The Occupy Movement’s rapid growth could be thought of as having “tapped” a political narrative in American society. In this light they grew because everyone who shared a similar ideology joined in the cause. While this could be the reason for their expansion the failure to achieve widespread acceptance, even to having many city governments restrict their ability, argues that the key to their growth wasn’t ideology but something else. My belief is that the Occupy Movement was able to expand rapidly and did because of their structure of non-hierarchical leadership. That sounds odd, doesn’t it? How could the lack of hierarchy be considered a structure, shouldn’t it be the other way round? Not really, especially when you consider that hierarchy is natural to all systems. To use the thought of Ken Wilber, hierarchy comes in two forms: that which supports and makes whole (parent to child, etc.) and that which dominates and divides. Even egalitarian social systems have some form of hierarchy. It isn’t a bad word or a bad practice.
When used in the sense of non-hierarchical leadership what’s being talked about is the absence of a dominating hierarchy that injects fear and governs through power and intimidation and the presence of a supportive, whole-making hierarchy that actualizes potential.
Non-hierarchical leadership is both a structural and informational concern.
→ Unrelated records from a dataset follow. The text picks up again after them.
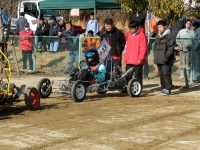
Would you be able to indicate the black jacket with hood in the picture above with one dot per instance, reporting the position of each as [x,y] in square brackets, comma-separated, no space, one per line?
[116,40]
[164,48]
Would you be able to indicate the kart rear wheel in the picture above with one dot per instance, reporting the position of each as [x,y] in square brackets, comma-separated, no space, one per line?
[102,92]
[78,91]
[44,88]
[134,88]
[32,99]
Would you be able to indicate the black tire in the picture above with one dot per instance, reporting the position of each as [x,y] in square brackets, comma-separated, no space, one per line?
[78,88]
[44,88]
[32,99]
[134,88]
[102,92]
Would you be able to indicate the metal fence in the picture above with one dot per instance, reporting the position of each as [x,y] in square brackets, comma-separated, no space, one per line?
[46,62]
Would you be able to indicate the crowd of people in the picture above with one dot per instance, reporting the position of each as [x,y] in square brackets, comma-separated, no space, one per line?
[135,40]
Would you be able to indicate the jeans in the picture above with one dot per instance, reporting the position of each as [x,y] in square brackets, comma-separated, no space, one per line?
[27,55]
[197,65]
[72,55]
[54,45]
[164,72]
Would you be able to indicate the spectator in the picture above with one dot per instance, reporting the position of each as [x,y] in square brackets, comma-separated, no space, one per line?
[72,45]
[136,49]
[90,43]
[164,56]
[196,27]
[53,31]
[184,47]
[42,30]
[26,46]
[4,18]
[61,24]
[92,25]
[153,25]
[141,19]
[116,39]
[20,22]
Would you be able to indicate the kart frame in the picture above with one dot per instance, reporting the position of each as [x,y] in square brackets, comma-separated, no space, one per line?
[78,89]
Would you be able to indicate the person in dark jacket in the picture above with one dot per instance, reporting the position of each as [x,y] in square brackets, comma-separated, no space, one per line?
[141,19]
[72,45]
[164,56]
[20,22]
[42,30]
[53,31]
[116,39]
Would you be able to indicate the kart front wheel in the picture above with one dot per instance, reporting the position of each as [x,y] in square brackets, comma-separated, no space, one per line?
[44,88]
[32,99]
[134,88]
[78,91]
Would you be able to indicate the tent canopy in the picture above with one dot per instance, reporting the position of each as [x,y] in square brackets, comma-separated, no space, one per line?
[80,4]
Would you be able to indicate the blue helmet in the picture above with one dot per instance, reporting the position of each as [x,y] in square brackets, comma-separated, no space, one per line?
[92,53]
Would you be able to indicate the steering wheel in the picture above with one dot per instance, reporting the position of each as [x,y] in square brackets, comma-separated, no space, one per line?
[84,65]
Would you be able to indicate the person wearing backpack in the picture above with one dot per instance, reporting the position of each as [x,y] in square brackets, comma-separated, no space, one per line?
[164,56]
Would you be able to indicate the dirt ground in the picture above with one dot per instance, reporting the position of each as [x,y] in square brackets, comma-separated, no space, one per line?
[104,122]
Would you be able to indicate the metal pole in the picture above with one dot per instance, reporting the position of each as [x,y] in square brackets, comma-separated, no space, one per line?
[35,53]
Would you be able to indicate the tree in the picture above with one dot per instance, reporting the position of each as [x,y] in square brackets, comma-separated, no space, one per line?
[168,9]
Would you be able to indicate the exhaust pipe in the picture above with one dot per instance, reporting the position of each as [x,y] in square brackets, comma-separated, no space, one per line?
[127,72]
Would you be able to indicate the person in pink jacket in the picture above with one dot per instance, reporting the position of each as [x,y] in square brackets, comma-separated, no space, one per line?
[26,46]
[136,49]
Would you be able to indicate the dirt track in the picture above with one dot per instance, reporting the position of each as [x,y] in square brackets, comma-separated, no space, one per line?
[110,122]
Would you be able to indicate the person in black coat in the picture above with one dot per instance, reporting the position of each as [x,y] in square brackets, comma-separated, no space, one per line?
[42,30]
[164,56]
[116,39]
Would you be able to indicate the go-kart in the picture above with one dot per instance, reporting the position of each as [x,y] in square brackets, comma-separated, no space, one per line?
[78,89]
[10,93]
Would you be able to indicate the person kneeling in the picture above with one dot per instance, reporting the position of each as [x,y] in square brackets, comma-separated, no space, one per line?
[95,71]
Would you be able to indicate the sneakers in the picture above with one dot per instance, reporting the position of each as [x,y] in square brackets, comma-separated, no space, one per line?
[165,92]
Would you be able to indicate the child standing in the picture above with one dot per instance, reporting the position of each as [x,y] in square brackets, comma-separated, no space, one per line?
[136,49]
[164,56]
[26,46]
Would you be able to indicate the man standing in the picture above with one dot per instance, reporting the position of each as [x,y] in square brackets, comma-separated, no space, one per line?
[136,49]
[92,25]
[20,22]
[116,40]
[72,45]
[196,27]
[42,30]
[185,47]
[4,18]
[53,31]
[164,56]
[141,19]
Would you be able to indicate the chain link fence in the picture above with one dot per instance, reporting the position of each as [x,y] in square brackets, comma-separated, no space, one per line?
[54,55]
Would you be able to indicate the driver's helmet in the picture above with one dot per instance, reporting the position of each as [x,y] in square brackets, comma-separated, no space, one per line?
[92,57]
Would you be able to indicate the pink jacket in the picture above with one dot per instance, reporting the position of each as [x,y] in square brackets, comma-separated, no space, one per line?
[136,48]
[26,43]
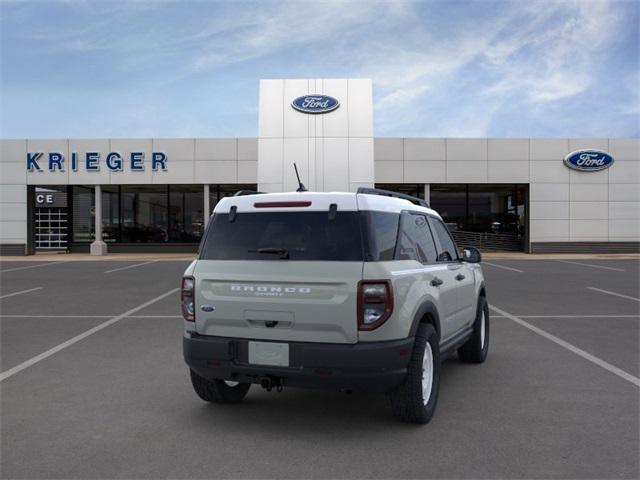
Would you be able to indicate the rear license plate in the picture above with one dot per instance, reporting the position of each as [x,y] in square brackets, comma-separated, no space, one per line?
[269,353]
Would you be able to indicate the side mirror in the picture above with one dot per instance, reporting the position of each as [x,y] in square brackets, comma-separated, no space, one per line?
[471,255]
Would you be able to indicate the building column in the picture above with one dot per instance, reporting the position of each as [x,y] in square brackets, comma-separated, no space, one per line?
[98,247]
[207,210]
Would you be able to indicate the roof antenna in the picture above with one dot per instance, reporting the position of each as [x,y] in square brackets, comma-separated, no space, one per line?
[301,187]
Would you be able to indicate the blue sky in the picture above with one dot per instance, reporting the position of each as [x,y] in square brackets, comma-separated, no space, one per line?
[94,69]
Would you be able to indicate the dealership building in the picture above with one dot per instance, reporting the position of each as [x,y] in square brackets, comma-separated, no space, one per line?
[156,194]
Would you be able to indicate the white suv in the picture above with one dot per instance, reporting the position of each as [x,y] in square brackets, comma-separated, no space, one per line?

Here’s what I mean: We can say that our organizations are flat and that everyone is a leader – all up to date leadership thinking – but for these words to have meaning, people must have access to information and be allowed to act on it in ways that conform to the overall goals of the organization but are still from within their own initiative. Underlying non-hierarchical leadership are the facts that a) people gauge their contribution to organizational life by the degree that their actions are based in information and not command, and b) the difference they perceive that their influence brings to bear on the organization’s goals. In other words, to be at their best people need to co-create what they do.
Leaders who best lead non-hierarchically share the following three qualities.
- They see that leadership is more a process than a person.
- They appreciate that they won’t have the key role in every context.
- They are aware that at times they will be followers of others within the organization.
Certainly agreement in a cause motivates people; as leaders we use this kind of motivation regularly. However, without a structure that allows people to participate in what they agree upon, agreement can become little more than ego reinforcement for the leader. When we lead without appeal to our position for legitimacy but instead realize our leadership is only as strong as the perception of those we serve then we best assure organizational ownership and not just conformance to a task.